Peperangan dan Ambisi: Buku 3. Angin Yang Ternoda Dari Barat

Sicksix
Chapter #1

63. Harmonis

Raja Franc berdiri gagah di samping tempat latihan, matanya memperhatikan kedua anaknya yang sedang menggelar aksi tanding di lapangan latihan, Pangeran Enid dan Pangeran Dignus. Disampingnya, setia berdiri Jendral tertinggi kerajaan, Saul, yang selama berpuluh-puluh tahun telah menjaga dan mendampingi Raja Franc dalam setiap langkahnya.

Pangeran Enid, yang baru berumur 13 tahun, tampak tegap dan kokoh dengan postur tubuh yang nyaris sempurna. Rambut abu-abu tua, sebagai ciri khas keturunan murni Heirs of de Wind, tergerai dengan anggun. Pakaian hitam melengkapi dirinya, dilengkapi dengan pelindung tubuh dari kulit yang terpasang dengan ketat. Wajahnya terpahat sempurna dan sedikit terlihat angkuh ketika kedua pedang kayu kokoh berada dalam genggamannya.

Sementara itu, Pangeran Dignus yang baru berumur 9 tahun, lebih kecil dari kakaknya. Rambutnya tidak sepanjang Enid, dan gerak-geriknya menunjukkan kekurangan pengalaman dibandingkan dengan sang kakak. Tangannya terlihat sedikit bergetar. Pakaian serupa dengan yang dikenakan Enid melengkapi tubuh kecil Dignus dengan ukuran yang sesuai.

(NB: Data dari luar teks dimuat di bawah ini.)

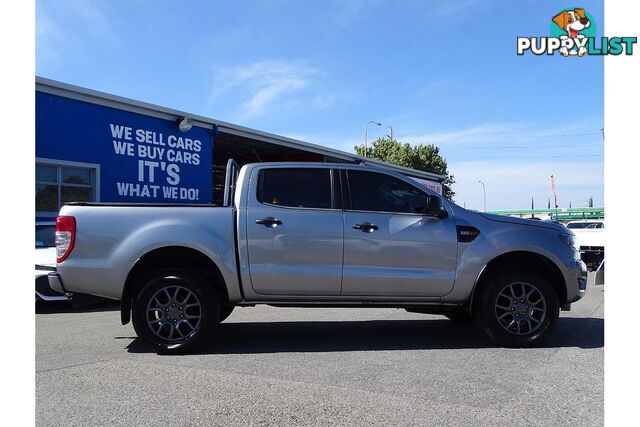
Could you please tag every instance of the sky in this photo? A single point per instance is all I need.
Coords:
(438, 72)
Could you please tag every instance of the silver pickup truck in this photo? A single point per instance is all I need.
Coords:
(317, 235)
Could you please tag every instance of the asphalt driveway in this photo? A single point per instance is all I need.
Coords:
(319, 366)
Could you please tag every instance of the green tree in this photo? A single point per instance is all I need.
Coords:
(420, 157)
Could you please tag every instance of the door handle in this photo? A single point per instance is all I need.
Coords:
(269, 222)
(367, 227)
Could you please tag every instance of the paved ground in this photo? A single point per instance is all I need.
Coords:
(320, 366)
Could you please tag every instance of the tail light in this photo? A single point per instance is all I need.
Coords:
(65, 236)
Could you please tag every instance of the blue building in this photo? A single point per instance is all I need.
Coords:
(96, 147)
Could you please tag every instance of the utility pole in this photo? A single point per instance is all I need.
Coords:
(366, 128)
(484, 192)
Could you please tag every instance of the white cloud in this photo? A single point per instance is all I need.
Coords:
(479, 133)
(67, 26)
(454, 11)
(268, 86)
(511, 185)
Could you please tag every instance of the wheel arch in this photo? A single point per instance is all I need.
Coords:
(532, 261)
(167, 257)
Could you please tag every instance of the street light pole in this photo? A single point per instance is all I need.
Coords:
(484, 192)
(366, 128)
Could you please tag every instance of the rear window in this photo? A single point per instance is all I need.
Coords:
(295, 187)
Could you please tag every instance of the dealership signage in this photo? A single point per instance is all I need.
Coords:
(141, 159)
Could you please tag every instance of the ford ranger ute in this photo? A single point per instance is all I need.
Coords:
(317, 235)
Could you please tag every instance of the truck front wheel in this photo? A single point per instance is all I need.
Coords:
(517, 308)
(176, 311)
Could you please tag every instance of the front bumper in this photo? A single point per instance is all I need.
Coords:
(576, 279)
(56, 283)
(44, 291)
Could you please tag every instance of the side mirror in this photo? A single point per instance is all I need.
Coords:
(436, 208)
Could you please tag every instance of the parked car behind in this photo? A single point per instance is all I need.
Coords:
(590, 235)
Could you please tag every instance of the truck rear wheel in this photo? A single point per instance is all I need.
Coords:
(176, 311)
(517, 308)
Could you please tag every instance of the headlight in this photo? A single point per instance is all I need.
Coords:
(569, 240)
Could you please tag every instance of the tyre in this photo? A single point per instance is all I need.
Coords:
(225, 311)
(459, 316)
(176, 311)
(517, 308)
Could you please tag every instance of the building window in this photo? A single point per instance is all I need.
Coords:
(57, 184)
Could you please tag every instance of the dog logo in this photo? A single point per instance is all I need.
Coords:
(573, 33)
(572, 22)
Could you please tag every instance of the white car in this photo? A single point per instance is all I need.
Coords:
(46, 261)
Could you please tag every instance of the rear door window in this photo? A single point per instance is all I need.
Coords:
(295, 187)
(377, 192)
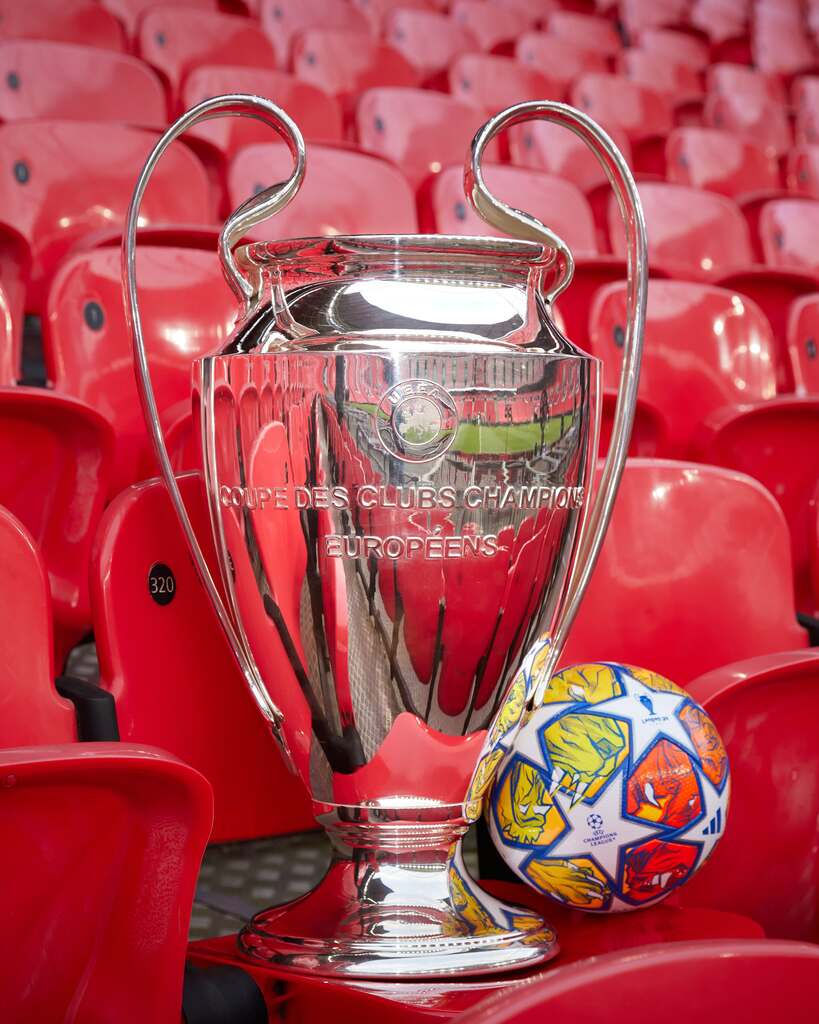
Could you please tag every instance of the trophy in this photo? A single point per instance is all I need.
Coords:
(398, 448)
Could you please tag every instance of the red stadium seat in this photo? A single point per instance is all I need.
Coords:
(86, 24)
(429, 40)
(597, 34)
(684, 583)
(767, 712)
(419, 130)
(101, 847)
(284, 19)
(705, 348)
(562, 58)
(55, 456)
(492, 83)
(183, 691)
(803, 344)
(774, 442)
(51, 80)
(66, 180)
(751, 980)
(491, 27)
(344, 193)
(187, 311)
(643, 114)
(345, 62)
(175, 40)
(31, 710)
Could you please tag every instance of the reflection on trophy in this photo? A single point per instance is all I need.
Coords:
(398, 445)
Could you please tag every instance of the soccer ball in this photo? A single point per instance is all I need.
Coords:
(613, 792)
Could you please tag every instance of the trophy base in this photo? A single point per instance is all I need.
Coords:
(398, 913)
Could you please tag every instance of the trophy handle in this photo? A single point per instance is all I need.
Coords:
(247, 215)
(523, 225)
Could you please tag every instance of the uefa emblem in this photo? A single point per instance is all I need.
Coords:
(417, 420)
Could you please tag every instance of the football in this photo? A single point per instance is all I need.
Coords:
(614, 791)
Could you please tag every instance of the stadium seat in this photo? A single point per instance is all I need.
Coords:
(773, 766)
(284, 19)
(51, 80)
(344, 193)
(492, 83)
(774, 442)
(86, 24)
(642, 113)
(755, 979)
(101, 847)
(494, 29)
(803, 344)
(429, 40)
(705, 348)
(175, 40)
(31, 710)
(419, 130)
(561, 58)
(65, 181)
(55, 456)
(684, 583)
(344, 62)
(187, 311)
(182, 690)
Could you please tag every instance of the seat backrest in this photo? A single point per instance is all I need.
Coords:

Raja Franc memandang kedua putranya itu. "Enid, tunjukkan pada Dignus bagaimana menjadi seorang kesatria," ujarnya dengan suara hangat.

Enid mengangguk tegas, mata penuh semangat. "Baik, Ayah."

Saul, sang Jendral, menambahkan. "Pangeran Enid memiliki bakat yang luar biasa. Dia akan menjadi pemimpin yang kuat suatu hari nanti."

Raja Franc tersenyum bangga. "Dan Dignus, belajarlah dari kakakmu. Kau punya potensi besar dalam dirimu."

Pangeran Dignus menjawab dengan lirih dan bergetar. "Aku akan mencoba, Ayah." Wajahnya tersirat keragu-raguan.

Raja Franc, dengan cermat, memandang kedua putranya, berusaha menilai perkembangan mereka yang berada di lapangan latihan. Terlebih, perhatiannya tertuju pada Pangeran Enid, yang dalam dua tahun mendatang akan menginjak usia 15 tahun—usia yang dianggap cukup untuk ikut serta dalam perang perebutan yang akan datang. Franc membulatkan keinginannya untuk melibatkan Enid dalam pertempuran.

Enid, dengan wajah yang dipenuhi dengan semburat sinis, merendahkan Dignus melalui tatapan seolah meremehkan. Namun, Dignus mencoba untuk tetap kuat, tidak terpancing oleh ejekan kakaknya. Dengan penuh keyakinan, Dignus menatap Enid, siap menghadapi pertarungan latihan yang akan berlangsung.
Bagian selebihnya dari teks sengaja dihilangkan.